The authors use the 2005 Current Population Survey for their analysis. They consider the effect of a mandate requiring firms to provide health insurance if the firm has 25 or more employees and if the employee earns less than $15 per hour. This mandate is similar to one that was proposed recently in New York State.

The authors' first key finding is the mandate would still leave more than half (54 percent) of uninsured workers without coverage. The results are similar (46 percent) for workers in the poorest families, those with family income below the poverty line. The primary reason for the relatively modest effect of the mandate is that many uninsured workers (at all family income levels) are employed at small firms, making them exempt from the mandate.

A second key finding is that many of those who will gain coverage from the mandate are not poor-for example, the authors estimate that fewer than half of newly insured workers are in families with income less than twice the poverty line. This is the case even though the mandate only applies to relatively low-wage workers (those earning less than $15 per hour). This finding highlights the fact that many low-wage workers are not in low-income families.
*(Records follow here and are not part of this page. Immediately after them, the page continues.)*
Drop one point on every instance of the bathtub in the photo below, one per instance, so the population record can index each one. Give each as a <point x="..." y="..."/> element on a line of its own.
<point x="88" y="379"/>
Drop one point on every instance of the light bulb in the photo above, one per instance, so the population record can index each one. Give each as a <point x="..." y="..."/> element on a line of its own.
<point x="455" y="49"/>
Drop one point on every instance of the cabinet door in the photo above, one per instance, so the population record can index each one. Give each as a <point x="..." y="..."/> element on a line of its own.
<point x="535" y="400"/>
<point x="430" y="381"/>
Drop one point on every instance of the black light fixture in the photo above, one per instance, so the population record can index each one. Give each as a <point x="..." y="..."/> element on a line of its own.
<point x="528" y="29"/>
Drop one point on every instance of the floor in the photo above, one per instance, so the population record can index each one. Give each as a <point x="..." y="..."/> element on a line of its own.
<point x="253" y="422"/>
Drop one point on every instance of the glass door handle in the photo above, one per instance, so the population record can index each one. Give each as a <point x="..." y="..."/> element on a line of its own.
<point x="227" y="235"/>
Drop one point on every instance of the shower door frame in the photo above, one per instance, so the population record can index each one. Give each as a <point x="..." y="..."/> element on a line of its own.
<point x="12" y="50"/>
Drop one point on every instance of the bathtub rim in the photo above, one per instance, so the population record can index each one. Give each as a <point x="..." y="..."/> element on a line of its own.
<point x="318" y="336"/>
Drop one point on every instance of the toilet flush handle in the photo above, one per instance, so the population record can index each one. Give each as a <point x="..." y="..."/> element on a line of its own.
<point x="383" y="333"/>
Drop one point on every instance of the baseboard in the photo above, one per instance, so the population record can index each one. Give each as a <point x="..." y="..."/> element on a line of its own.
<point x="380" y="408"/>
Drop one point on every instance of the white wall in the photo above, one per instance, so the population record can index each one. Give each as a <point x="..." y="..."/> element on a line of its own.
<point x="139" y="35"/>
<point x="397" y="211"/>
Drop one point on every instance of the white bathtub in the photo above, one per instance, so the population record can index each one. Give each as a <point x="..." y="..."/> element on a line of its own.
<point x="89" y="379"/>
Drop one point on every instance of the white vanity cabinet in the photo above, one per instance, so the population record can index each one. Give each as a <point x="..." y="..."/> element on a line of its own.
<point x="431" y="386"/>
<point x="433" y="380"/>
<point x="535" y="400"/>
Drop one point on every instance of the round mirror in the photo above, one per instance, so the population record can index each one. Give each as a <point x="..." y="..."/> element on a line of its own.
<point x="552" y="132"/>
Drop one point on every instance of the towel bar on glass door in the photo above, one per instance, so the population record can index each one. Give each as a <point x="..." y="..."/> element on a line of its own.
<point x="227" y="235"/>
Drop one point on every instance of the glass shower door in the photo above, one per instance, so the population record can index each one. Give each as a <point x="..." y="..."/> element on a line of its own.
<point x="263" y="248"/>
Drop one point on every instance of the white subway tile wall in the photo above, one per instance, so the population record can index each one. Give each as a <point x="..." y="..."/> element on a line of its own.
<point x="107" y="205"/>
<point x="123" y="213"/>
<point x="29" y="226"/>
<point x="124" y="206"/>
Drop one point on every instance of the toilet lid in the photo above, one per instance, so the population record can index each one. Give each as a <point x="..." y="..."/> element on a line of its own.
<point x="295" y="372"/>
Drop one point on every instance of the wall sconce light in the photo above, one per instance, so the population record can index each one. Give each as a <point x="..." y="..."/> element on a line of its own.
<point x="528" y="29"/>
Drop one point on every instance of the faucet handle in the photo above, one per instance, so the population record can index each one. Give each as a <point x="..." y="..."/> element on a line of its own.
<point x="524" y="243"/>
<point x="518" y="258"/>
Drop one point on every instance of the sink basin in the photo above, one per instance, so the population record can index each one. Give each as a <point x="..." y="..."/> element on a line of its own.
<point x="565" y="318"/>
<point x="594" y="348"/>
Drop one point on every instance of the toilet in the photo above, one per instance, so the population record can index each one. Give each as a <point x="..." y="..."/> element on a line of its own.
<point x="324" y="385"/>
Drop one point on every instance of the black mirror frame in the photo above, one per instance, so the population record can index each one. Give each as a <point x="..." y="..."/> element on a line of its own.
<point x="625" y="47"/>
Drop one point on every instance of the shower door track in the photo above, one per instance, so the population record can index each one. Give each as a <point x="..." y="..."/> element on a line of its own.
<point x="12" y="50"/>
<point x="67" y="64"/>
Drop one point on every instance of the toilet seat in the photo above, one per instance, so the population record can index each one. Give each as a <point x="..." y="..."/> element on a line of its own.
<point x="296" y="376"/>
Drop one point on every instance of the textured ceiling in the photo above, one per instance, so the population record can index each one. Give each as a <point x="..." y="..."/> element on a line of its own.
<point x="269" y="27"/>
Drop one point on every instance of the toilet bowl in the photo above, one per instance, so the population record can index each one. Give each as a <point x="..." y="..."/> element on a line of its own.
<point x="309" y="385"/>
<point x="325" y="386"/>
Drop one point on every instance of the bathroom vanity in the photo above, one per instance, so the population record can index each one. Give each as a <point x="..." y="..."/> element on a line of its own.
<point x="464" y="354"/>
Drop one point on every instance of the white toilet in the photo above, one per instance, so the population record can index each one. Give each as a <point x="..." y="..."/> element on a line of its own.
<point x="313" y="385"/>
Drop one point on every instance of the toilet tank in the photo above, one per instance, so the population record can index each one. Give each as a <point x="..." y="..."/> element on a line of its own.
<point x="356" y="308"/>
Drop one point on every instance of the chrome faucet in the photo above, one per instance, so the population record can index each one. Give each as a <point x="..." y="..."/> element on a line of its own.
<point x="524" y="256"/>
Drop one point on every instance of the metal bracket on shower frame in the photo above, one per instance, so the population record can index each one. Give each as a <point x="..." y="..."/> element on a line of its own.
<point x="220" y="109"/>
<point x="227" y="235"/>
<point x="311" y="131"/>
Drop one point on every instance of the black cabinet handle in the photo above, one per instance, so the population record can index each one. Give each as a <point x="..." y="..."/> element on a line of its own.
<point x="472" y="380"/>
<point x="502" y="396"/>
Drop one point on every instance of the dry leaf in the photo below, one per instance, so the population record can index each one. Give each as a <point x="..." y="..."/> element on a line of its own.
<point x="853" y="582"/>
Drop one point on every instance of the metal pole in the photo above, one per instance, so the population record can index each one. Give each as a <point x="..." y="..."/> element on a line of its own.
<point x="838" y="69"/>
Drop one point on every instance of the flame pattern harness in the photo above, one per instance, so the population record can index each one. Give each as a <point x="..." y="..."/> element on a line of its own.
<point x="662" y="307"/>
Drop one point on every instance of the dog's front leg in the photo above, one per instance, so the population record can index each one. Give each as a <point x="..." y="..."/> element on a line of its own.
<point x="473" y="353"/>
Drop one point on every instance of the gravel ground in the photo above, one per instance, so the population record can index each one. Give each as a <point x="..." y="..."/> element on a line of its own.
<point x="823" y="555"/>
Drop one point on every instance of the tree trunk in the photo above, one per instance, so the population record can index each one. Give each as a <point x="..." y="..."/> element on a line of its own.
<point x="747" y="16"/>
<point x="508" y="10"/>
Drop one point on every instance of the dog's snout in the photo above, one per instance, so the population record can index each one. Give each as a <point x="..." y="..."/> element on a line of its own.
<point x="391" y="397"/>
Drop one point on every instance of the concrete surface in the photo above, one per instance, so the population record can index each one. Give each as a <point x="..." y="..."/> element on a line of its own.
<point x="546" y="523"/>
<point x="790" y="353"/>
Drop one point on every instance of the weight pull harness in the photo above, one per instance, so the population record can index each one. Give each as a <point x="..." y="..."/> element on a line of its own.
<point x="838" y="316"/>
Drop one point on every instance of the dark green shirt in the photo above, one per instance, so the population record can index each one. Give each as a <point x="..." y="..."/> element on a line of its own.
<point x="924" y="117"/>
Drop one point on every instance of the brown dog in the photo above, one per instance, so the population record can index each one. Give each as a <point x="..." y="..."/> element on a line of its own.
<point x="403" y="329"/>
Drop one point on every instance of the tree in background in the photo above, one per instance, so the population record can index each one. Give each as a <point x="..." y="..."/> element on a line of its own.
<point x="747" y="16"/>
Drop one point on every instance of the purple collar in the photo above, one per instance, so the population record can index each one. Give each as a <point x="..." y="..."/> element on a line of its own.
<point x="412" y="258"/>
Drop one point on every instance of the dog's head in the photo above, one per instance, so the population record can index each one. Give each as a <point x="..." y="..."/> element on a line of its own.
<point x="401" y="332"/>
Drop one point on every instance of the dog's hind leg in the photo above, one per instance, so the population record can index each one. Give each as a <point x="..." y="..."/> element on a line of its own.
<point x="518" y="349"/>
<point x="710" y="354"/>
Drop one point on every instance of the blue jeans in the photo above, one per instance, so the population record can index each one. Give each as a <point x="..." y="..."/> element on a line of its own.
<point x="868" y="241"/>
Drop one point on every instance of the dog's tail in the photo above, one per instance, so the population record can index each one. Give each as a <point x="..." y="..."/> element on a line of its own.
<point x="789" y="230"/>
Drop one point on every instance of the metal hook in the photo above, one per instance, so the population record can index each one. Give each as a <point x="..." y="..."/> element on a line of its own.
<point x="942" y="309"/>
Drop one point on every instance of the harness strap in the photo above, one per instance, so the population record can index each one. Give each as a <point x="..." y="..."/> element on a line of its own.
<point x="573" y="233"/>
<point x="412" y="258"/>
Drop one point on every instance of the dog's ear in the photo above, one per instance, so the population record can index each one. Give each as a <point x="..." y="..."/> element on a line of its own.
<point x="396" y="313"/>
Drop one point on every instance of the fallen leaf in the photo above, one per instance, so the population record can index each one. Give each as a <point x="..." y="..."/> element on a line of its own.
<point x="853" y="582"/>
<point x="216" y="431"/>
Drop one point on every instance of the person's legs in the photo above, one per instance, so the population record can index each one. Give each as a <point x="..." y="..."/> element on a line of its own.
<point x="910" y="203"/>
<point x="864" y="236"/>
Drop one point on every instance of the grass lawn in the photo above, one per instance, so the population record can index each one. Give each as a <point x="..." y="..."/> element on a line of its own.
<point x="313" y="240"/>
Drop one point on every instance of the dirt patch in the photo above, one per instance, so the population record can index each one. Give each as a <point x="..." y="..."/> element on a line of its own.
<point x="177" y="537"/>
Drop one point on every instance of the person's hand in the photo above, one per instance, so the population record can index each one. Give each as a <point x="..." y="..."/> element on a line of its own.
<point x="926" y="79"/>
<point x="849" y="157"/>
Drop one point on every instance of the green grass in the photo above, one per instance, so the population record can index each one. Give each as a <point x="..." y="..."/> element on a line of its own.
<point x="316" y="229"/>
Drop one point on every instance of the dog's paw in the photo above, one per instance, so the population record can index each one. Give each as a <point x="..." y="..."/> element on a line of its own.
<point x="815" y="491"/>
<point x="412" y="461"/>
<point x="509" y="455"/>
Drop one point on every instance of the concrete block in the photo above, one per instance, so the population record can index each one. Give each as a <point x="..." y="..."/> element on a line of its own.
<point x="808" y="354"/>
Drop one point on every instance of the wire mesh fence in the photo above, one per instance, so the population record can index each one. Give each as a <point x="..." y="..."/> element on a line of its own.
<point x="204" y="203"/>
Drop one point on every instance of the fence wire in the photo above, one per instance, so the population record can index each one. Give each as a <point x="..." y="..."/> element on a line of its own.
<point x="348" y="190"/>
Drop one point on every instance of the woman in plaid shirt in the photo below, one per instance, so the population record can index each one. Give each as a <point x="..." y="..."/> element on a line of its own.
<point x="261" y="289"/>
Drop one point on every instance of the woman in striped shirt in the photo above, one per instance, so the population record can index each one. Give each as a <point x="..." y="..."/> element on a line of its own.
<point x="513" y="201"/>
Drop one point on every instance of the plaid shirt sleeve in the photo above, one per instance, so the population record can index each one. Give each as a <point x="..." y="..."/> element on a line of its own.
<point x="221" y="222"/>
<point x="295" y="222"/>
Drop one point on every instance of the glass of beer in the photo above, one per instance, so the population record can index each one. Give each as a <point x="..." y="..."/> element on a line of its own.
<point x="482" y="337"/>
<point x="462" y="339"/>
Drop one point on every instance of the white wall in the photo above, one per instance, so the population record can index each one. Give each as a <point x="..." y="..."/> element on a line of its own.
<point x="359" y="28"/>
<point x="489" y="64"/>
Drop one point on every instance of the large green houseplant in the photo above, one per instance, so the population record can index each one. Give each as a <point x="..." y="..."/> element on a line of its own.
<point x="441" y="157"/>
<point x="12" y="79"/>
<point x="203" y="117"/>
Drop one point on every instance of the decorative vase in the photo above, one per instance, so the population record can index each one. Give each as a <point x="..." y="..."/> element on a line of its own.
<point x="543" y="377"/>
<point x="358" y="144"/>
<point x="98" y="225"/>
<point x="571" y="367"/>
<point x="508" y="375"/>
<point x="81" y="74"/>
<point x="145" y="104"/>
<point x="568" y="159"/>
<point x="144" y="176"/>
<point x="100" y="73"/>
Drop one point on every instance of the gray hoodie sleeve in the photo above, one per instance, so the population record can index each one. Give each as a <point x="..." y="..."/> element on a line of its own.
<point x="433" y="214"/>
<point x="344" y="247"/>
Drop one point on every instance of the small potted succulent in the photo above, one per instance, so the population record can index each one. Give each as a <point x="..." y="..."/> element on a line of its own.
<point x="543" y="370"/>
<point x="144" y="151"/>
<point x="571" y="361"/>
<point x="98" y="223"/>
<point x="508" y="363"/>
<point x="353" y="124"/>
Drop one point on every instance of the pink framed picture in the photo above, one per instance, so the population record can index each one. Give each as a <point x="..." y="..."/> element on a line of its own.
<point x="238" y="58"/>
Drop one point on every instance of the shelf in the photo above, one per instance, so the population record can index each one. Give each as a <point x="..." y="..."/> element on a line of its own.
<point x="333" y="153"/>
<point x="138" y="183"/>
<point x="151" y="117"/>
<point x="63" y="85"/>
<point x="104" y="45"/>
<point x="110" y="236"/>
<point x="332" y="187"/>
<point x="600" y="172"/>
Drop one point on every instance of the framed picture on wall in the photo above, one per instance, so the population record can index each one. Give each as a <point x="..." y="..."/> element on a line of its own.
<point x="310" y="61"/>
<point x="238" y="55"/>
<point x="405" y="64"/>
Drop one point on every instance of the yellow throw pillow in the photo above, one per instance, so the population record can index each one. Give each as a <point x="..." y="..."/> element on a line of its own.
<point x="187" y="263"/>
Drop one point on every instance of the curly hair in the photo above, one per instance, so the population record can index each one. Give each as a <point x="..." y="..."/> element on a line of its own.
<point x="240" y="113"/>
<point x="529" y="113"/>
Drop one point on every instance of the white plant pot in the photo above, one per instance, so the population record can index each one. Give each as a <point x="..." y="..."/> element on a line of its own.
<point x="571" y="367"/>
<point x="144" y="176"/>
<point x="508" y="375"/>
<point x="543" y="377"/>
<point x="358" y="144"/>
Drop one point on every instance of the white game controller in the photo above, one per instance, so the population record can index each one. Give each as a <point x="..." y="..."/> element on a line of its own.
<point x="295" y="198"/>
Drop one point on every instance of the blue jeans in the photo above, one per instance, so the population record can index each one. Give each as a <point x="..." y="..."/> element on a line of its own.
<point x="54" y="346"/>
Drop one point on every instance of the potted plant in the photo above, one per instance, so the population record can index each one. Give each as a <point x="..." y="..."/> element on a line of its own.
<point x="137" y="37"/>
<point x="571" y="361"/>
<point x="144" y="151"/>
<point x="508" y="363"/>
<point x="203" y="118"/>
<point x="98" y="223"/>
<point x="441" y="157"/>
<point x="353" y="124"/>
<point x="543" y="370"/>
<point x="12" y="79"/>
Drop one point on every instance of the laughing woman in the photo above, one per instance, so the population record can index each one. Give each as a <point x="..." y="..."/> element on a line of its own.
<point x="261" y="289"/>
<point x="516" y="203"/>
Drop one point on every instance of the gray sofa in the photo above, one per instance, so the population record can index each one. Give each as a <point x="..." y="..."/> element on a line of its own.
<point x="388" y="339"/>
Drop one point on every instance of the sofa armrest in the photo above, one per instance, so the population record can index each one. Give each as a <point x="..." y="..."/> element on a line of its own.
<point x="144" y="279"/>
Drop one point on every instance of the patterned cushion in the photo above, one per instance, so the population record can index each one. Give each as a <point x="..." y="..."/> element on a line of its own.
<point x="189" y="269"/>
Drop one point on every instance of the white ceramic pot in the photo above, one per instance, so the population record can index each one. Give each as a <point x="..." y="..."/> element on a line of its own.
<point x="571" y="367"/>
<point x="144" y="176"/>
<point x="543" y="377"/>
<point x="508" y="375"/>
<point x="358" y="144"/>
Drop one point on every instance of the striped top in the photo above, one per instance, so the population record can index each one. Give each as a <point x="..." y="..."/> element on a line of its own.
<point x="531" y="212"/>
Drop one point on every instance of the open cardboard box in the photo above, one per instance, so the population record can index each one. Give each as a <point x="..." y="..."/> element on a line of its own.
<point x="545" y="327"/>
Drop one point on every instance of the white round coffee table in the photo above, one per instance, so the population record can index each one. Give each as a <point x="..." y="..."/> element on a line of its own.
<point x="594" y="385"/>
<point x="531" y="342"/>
A third key finding is that a significant number of workers who would be affected by a mandate already received health insurance as a dependent on a family member's policy, thus the mandate exposes them to the risk of unemployment without changing their health insurance status.

Overall, the authors conclude that pay-or-play mandates of the type they examine are "a blunt instrument for providing health insurance for the working poor," since many poor uninsured workers would not gain coverage and many of those who would gain coverage are not poor.

Both papers were presented at a Cornell University Symposium on Health Care Reform, "The Economics of 'Pay-or-Play' Mandates," which was funded by a grant from the Employment Policies Institute.